Connexin-Specific Cell to Cell Transfer of Short Interfering RNA by Gap Junctions

The purpose of this study was to determine whether oligonucleotides the size of siRNA are permeable to gap junctions and whether a specific siRNA for DNA Polymerase ss can move from one cell to another via gap junctions, thus allowing one cell to directly inhibit gene expression in another cell. To test this hypothesis, fluorescently labeled oligonucleotides (morpholinos) 12, 16 and 24 nucleotides in length were synthesized and introduced into one cell of a pair using a patch pipette. These probes moved from cell to cell through gap junctions composed of Cx43. Moreover, the rate of transfer declined with increasing length of the oligonucleotide. To test if siRNA for DNA Polymerase ss (pol ss) was permeable to gap junctions we used three cell lines: 1] NRK cells that endogenously express Cx43; 2] Mss16tsA cells, which express Cx32 and Cx26 but not Cx43; and 3] connexin deficient N2A cells. NRK and Mss16tsA cells were each divided into two groups, one of which was stably transfected to express a small hairpin RNA (shRNA) which gives rise to siRNA that targets DNA polymerase ss (polss) These two pol ss knockdown cell lines (NRK-kcdc and Mss16tsA-kcdc) were co-cultured with labeled wild type, NRK-wt or Mss16tsA-wt cells or N2A cells.
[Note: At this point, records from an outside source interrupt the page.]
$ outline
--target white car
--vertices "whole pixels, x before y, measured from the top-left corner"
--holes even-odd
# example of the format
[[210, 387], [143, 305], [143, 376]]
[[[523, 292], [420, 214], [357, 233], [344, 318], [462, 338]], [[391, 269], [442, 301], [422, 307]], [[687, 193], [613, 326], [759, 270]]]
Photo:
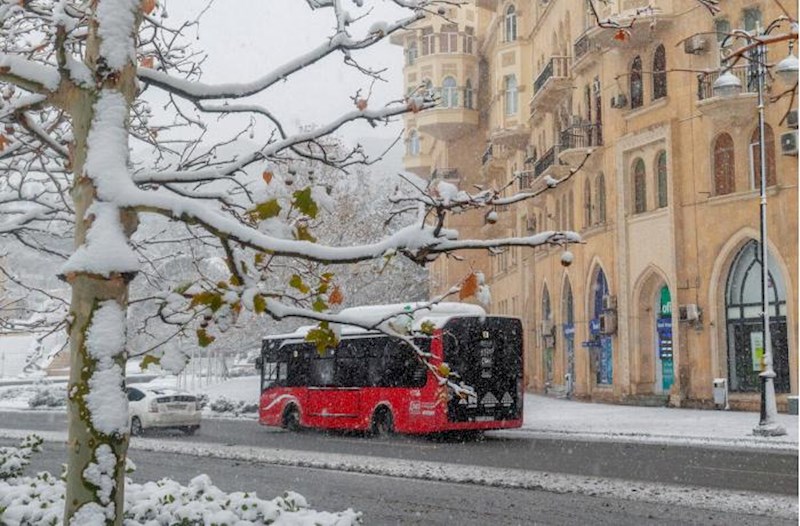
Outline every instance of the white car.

The levels of pol ss mRNA and protein were determined by semi-quantitative RT-PCR and immunoblotting. Co-culture of Mss16tsA-kcdc cells with Mss16tsA-wt, N2A or NRK-wt cells had no effect on pol ss levels in these cells. Similarly co-culture of NRK-kcdc with N2A cells had no effect on pol ss levels in the N2A cells. In contrast, co-culture of NRK-kcdc with NRK-wt cells resulted in a significant reduction in pol ss in the wt cells. The inability of Mss16tsA-kcdc cells to transfer siRNA is consistent with the fact that oligonucleotides of the 12 nucleotide length were not permeable to Cx32/Cx26 channels. This suggested that Cx43 but not Cx32 /Cx26 channels allowed the cell to cell movement of the siRNA. These results support the novel hypothesis that non-hybridized and possible hybridized forms of siRNA can move between mammalian cells through connexin-specific gap junctions.